The primary differences between the NMTEACH and TSAS include the following:

  1. NMTEACH items are based on five-point qualitative rubric, and the TSAS items are based on a quantitative scale of 1 to 100, the difference being a qualitative assessment of where teachers are in a snapshot (NMTEACH) versus a numerical measure of how far along they may be on a roadmap or in a journey (TSAS);
  2. NMTEACH is designed to guide administrator assessments of individual teacher quality and performance, while TSAS is designed to guide teachers in self-assessing their personal and collective capabilities to perform designated functions and tasks aligned with the NMTEACH criteria; and,
  3. NMTEACH is based on complex array of domains, strands, elements, and aspects; while TSAS focuses on just the "Highly Effective" aspect of each element and deconstructs it so that it is simpler to understand and is also self-reflective. For example, NMTEACH presents the aspect from an observational standpoint, while TSAS presents it from a self-reflective standpoint.

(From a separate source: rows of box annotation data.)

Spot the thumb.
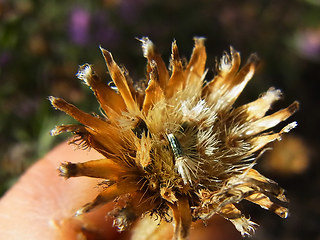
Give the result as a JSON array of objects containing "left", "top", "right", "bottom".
[{"left": 0, "top": 143, "right": 125, "bottom": 240}]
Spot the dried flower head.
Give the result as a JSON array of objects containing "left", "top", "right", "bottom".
[{"left": 50, "top": 38, "right": 299, "bottom": 239}]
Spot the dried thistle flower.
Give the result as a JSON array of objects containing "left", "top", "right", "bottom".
[{"left": 50, "top": 38, "right": 299, "bottom": 239}]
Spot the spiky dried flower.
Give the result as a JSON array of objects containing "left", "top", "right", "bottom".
[{"left": 50, "top": 38, "right": 299, "bottom": 239}]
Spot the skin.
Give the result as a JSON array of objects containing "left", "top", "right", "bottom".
[{"left": 0, "top": 143, "right": 240, "bottom": 240}]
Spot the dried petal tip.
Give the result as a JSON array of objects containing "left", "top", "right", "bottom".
[
  {"left": 138, "top": 37, "right": 154, "bottom": 58},
  {"left": 76, "top": 64, "right": 92, "bottom": 86},
  {"left": 59, "top": 162, "right": 77, "bottom": 178}
]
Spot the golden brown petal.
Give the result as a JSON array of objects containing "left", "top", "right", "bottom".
[
  {"left": 168, "top": 196, "right": 192, "bottom": 240},
  {"left": 77, "top": 64, "right": 126, "bottom": 119},
  {"left": 49, "top": 96, "right": 106, "bottom": 130},
  {"left": 238, "top": 87, "right": 282, "bottom": 120},
  {"left": 202, "top": 47, "right": 241, "bottom": 99},
  {"left": 76, "top": 179, "right": 138, "bottom": 215},
  {"left": 219, "top": 203, "right": 256, "bottom": 236},
  {"left": 186, "top": 38, "right": 207, "bottom": 78},
  {"left": 166, "top": 41, "right": 186, "bottom": 99},
  {"left": 142, "top": 62, "right": 164, "bottom": 115},
  {"left": 184, "top": 38, "right": 207, "bottom": 94},
  {"left": 59, "top": 158, "right": 126, "bottom": 181},
  {"left": 246, "top": 192, "right": 288, "bottom": 218},
  {"left": 139, "top": 37, "right": 169, "bottom": 91},
  {"left": 101, "top": 48, "right": 137, "bottom": 112},
  {"left": 246, "top": 101, "right": 299, "bottom": 135}
]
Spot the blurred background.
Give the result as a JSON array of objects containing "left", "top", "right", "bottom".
[{"left": 0, "top": 0, "right": 320, "bottom": 240}]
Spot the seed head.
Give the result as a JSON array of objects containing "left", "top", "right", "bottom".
[{"left": 49, "top": 38, "right": 299, "bottom": 239}]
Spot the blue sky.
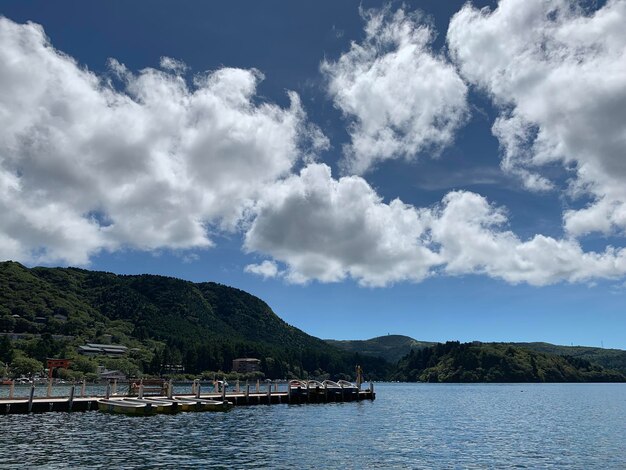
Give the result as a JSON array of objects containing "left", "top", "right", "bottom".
[{"left": 0, "top": 0, "right": 626, "bottom": 348}]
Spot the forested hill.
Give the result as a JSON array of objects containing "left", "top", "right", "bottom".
[
  {"left": 0, "top": 262, "right": 388, "bottom": 378},
  {"left": 326, "top": 335, "right": 626, "bottom": 375},
  {"left": 394, "top": 341, "right": 626, "bottom": 382},
  {"left": 326, "top": 335, "right": 436, "bottom": 364}
]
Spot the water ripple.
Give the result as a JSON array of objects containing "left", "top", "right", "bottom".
[{"left": 0, "top": 384, "right": 626, "bottom": 469}]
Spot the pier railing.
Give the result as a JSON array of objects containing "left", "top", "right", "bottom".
[{"left": 0, "top": 380, "right": 376, "bottom": 414}]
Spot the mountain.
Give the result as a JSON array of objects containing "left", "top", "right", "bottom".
[
  {"left": 0, "top": 262, "right": 389, "bottom": 378},
  {"left": 394, "top": 341, "right": 626, "bottom": 382},
  {"left": 326, "top": 335, "right": 626, "bottom": 374},
  {"left": 503, "top": 343, "right": 626, "bottom": 374},
  {"left": 325, "top": 335, "right": 436, "bottom": 364}
]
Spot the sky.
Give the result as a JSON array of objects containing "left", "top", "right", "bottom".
[{"left": 0, "top": 0, "right": 626, "bottom": 349}]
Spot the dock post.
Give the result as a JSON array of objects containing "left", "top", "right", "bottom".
[
  {"left": 67, "top": 384, "right": 76, "bottom": 411},
  {"left": 28, "top": 383, "right": 35, "bottom": 413}
]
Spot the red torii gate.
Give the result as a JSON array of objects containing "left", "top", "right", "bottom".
[{"left": 47, "top": 359, "right": 72, "bottom": 380}]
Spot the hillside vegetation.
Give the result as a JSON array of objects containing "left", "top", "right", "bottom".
[
  {"left": 394, "top": 341, "right": 626, "bottom": 382},
  {"left": 326, "top": 335, "right": 436, "bottom": 364},
  {"left": 0, "top": 262, "right": 389, "bottom": 378},
  {"left": 0, "top": 262, "right": 626, "bottom": 382}
]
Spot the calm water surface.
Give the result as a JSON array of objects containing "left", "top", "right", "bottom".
[{"left": 0, "top": 384, "right": 626, "bottom": 469}]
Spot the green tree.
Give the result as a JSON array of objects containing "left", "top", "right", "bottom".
[
  {"left": 0, "top": 336, "right": 15, "bottom": 363},
  {"left": 11, "top": 356, "right": 43, "bottom": 377}
]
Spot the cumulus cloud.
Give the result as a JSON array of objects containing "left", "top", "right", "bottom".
[
  {"left": 245, "top": 164, "right": 626, "bottom": 286},
  {"left": 0, "top": 18, "right": 314, "bottom": 264},
  {"left": 321, "top": 9, "right": 467, "bottom": 174},
  {"left": 447, "top": 0, "right": 626, "bottom": 236},
  {"left": 245, "top": 164, "right": 438, "bottom": 286},
  {"left": 244, "top": 260, "right": 279, "bottom": 279}
]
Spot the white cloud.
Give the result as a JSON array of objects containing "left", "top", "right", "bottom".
[
  {"left": 321, "top": 9, "right": 467, "bottom": 174},
  {"left": 245, "top": 164, "right": 437, "bottom": 286},
  {"left": 243, "top": 260, "right": 280, "bottom": 279},
  {"left": 0, "top": 18, "right": 314, "bottom": 264},
  {"left": 448, "top": 0, "right": 626, "bottom": 236},
  {"left": 430, "top": 191, "right": 626, "bottom": 285},
  {"left": 245, "top": 164, "right": 626, "bottom": 286}
]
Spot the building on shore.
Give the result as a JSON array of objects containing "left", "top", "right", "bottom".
[
  {"left": 78, "top": 343, "right": 128, "bottom": 357},
  {"left": 233, "top": 357, "right": 261, "bottom": 374}
]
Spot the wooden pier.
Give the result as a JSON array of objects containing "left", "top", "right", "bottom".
[{"left": 0, "top": 384, "right": 376, "bottom": 415}]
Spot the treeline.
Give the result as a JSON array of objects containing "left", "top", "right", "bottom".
[
  {"left": 393, "top": 341, "right": 626, "bottom": 382},
  {"left": 0, "top": 262, "right": 392, "bottom": 380}
]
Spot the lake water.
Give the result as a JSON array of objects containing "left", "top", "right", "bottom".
[{"left": 0, "top": 384, "right": 626, "bottom": 469}]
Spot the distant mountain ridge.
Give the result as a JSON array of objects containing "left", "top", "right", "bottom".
[
  {"left": 0, "top": 262, "right": 626, "bottom": 382},
  {"left": 325, "top": 335, "right": 437, "bottom": 364},
  {"left": 325, "top": 335, "right": 626, "bottom": 374},
  {"left": 0, "top": 261, "right": 389, "bottom": 378}
]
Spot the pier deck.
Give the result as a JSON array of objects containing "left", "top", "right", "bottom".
[{"left": 0, "top": 390, "right": 376, "bottom": 415}]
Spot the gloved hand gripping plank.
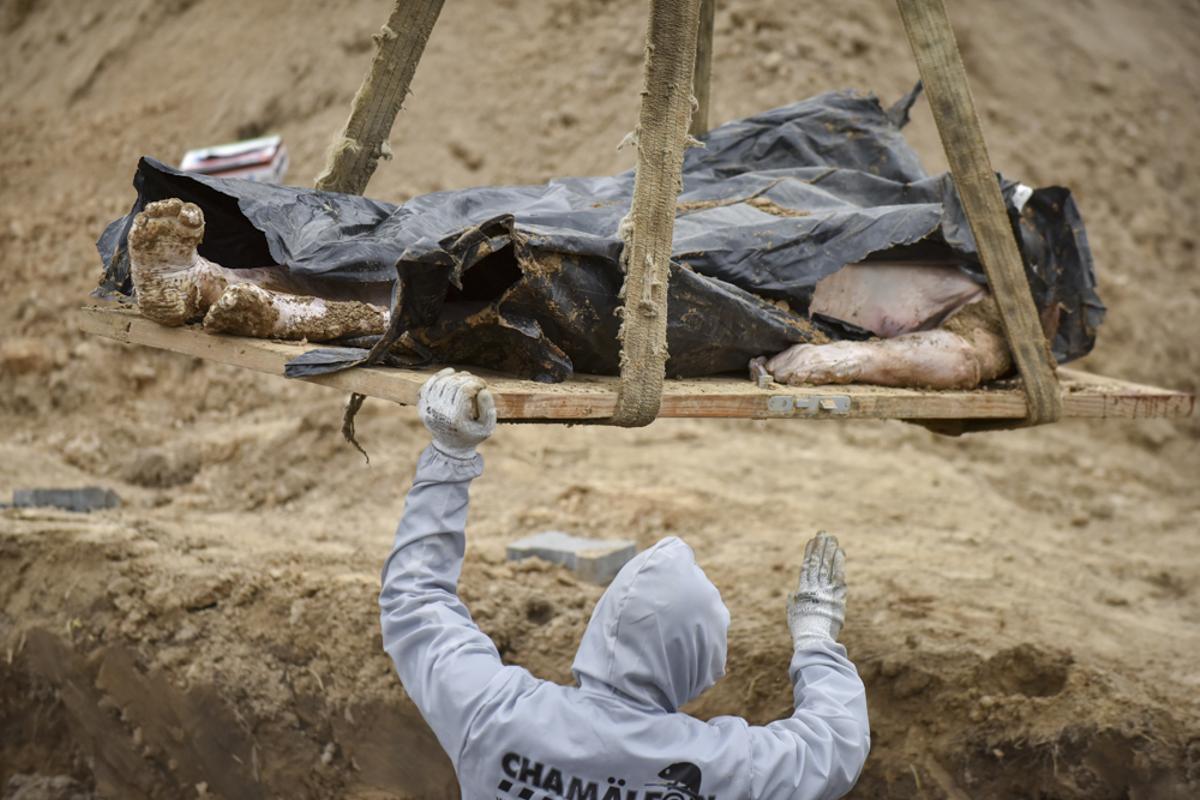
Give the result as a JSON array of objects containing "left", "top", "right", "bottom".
[{"left": 379, "top": 369, "right": 870, "bottom": 800}]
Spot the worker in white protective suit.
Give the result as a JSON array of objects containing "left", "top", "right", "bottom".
[{"left": 379, "top": 369, "right": 870, "bottom": 800}]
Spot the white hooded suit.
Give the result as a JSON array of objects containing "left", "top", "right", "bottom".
[{"left": 379, "top": 447, "right": 870, "bottom": 800}]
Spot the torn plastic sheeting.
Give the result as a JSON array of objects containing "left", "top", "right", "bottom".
[{"left": 98, "top": 92, "right": 1104, "bottom": 380}]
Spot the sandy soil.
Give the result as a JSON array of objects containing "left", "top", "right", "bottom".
[{"left": 0, "top": 0, "right": 1200, "bottom": 800}]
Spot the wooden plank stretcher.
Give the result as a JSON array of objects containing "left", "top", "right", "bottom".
[{"left": 79, "top": 306, "right": 1195, "bottom": 422}]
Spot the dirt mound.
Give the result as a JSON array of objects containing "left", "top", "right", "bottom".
[{"left": 0, "top": 0, "right": 1200, "bottom": 798}]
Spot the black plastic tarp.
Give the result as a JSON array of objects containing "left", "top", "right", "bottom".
[{"left": 97, "top": 91, "right": 1104, "bottom": 380}]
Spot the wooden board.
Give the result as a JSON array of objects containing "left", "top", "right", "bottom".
[{"left": 79, "top": 307, "right": 1195, "bottom": 422}]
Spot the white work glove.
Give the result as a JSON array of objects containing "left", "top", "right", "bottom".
[
  {"left": 787, "top": 530, "right": 846, "bottom": 648},
  {"left": 416, "top": 367, "right": 496, "bottom": 458}
]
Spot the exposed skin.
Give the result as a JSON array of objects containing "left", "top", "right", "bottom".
[
  {"left": 764, "top": 296, "right": 1013, "bottom": 389},
  {"left": 128, "top": 198, "right": 1012, "bottom": 389}
]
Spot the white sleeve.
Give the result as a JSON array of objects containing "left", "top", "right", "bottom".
[
  {"left": 750, "top": 639, "right": 871, "bottom": 800},
  {"left": 379, "top": 446, "right": 504, "bottom": 766}
]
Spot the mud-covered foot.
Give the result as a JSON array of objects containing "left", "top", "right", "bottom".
[
  {"left": 204, "top": 283, "right": 282, "bottom": 338},
  {"left": 767, "top": 342, "right": 875, "bottom": 386},
  {"left": 128, "top": 198, "right": 218, "bottom": 326},
  {"left": 204, "top": 283, "right": 388, "bottom": 342}
]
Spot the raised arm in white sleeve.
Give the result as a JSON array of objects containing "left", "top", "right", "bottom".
[
  {"left": 750, "top": 533, "right": 871, "bottom": 800},
  {"left": 379, "top": 371, "right": 503, "bottom": 760}
]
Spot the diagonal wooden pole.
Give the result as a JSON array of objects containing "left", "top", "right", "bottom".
[
  {"left": 316, "top": 0, "right": 444, "bottom": 455},
  {"left": 612, "top": 0, "right": 701, "bottom": 427},
  {"left": 896, "top": 0, "right": 1062, "bottom": 425},
  {"left": 317, "top": 0, "right": 444, "bottom": 194}
]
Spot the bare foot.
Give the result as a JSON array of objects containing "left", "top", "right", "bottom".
[
  {"left": 767, "top": 342, "right": 874, "bottom": 386},
  {"left": 130, "top": 198, "right": 226, "bottom": 326},
  {"left": 767, "top": 329, "right": 1004, "bottom": 389},
  {"left": 204, "top": 283, "right": 388, "bottom": 342}
]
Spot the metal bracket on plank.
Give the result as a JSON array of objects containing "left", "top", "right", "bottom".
[{"left": 767, "top": 395, "right": 850, "bottom": 416}]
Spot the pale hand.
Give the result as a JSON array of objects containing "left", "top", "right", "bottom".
[
  {"left": 416, "top": 367, "right": 496, "bottom": 458},
  {"left": 787, "top": 531, "right": 846, "bottom": 648}
]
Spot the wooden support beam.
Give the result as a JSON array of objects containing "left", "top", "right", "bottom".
[
  {"left": 896, "top": 0, "right": 1062, "bottom": 425},
  {"left": 77, "top": 307, "right": 1195, "bottom": 422},
  {"left": 317, "top": 0, "right": 444, "bottom": 194},
  {"left": 612, "top": 0, "right": 700, "bottom": 427},
  {"left": 689, "top": 0, "right": 716, "bottom": 136}
]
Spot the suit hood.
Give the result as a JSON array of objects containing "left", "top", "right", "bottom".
[{"left": 571, "top": 536, "right": 730, "bottom": 711}]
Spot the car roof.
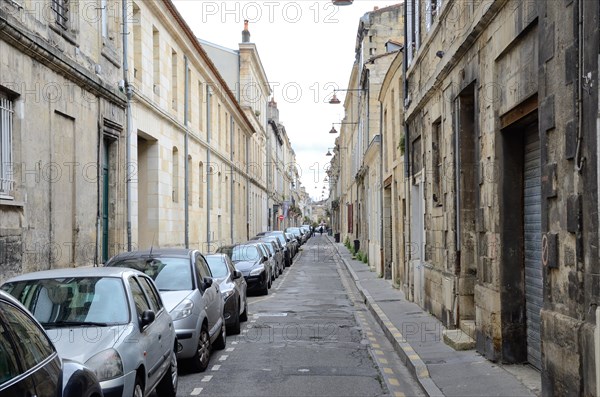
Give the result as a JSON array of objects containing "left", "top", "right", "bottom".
[
  {"left": 6, "top": 267, "right": 144, "bottom": 282},
  {"left": 109, "top": 248, "right": 196, "bottom": 262}
]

To briefly illustrate this point, consider the following versions of the same aspect, Item 1A. Demonstrating knowledge of content, presented below:
    • NMTEACH: " Teacher’s plans reflect extensive knowledge of the content in core areas. Teacher‘s instructional plans incorporate research and resources related to the NM adopted standards."
    • TSAS: I feel confident that I can demonstrate to observers that…
    • My teacher plans reflect my extensive knowledge of the content in core
      areas, and,
    • my instructional plans incorporate research and resources related to the NM adopted standards.

In addition to being self-reflective, the TSAS adaptation of NMTEACH is participant anonymous to ensure a non-intimidating, personalized process; is very quick and easy for teachers to self-administer online (taking about five minutes of their time); and, is analyzed in various aggregate forms to provide a collective overview of a school's ever-changing collective teacher efficacy (i,e. teachers' personal assessments of their own personal capabilities to perform designated tasks — in this case, the NMTEACH aspects — at greater levels and to persist and grow in the face of difficulties. For seminal overviews of the self- efficacy construct and Social Cognitive Theory, see Bandura, 1977, 1986, and 2006. For an excellent, succinct overview of teacher efficacy research, see Protheroe, 2008.

USES

The TSAS can serve several purposes, including support for…

  1. looking beyond individuals and assessing for school- and district-level gaps in strengths and needs;
  2. stimulating a school or program-wide conversation about current status and capacity building;
  3. developing a shared understanding of the 'highly-effective' aspect of the NMTEACH rubrics;
  4. informing the process of customizing professional development for specific schools and programs; and/or,
  5. individual teachers can construct a personal summary for themselves and use it to help focus their professional development plan (PDP), which in New Mexico is due to the principal on the 40th day of each school year.

The TSAS, therefore, is more than an assessment or evaluation measure because its primary purpose is to serve teachers and administrators as a stimulus for differentiating and focusing the content and processes of both external technical assistance and internal (self-regulatory) professional learning. The result of all-of-the-above, therefore, suggests that the TSAS could be used in support of the supreme purpose of teaching: to consistently generate and apply new strategies and action for improving the teaching-learning process.